Side note: I guarantee that the scantron machine that I used to grade multiple choice exams did a far more accurate job of grading a stack of exams than had I done them manually. (And that machine was one helluva a lot faster!).
This entire situation is a great illustration of how false narratives (such as the one that we have a serious electoral fraud problem in this country) lead to poor understanding on a mass level and therefore to truly stupid public policy decisions being made. All of this truly is an example of Republican activists making their supporters dumber over time.
Please note that this is not the kind of assessment I tend to like to make, but it is empirically true and not a normative judgment.

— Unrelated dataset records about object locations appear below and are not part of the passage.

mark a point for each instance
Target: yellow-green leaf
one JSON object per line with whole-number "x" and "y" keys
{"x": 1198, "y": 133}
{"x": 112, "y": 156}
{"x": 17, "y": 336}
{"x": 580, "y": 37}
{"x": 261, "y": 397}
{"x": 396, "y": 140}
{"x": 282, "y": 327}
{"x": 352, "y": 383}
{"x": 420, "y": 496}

Organizations like the Heritage Foundation have been very specifically and actively pushing the electoral fraud narrative for some time. I wrote about their “database” here some time ago with a follow-up post that further discussed the “database” and demonstrated how that “information” was used at CPAC (by a writer for the National Review) to bolder the Big Lie narrative about 2020. Beyond those specifics, the reality is that an overwhelming majority of the party has been either directly endorsing the Big Lie or, at a minimum, being utter weasels about it. Consider the obvious signal that was sent on January 6, 2021, when 147 Republicans voted against certifying the election.
You reap what you sow, and the GOP has been sowing distrust in elections and democracy for quite some time. The adage of “garbage in, garbage out” is about programming a computer, but it is supremely true about human beings. Supposed obvious, easy, common sense answers (” If you go ‘1, 2, 3, 4, 5’ then you can do it”) oh so rarely are what they are cracked up to be.
I will conclude by noting that the grandest irony of the whole notion of hand-counting instead of using machines is that it opens the door to a higher probability of massive fraud than sticking with the machines. It unequivocally will introduce more errors into the results.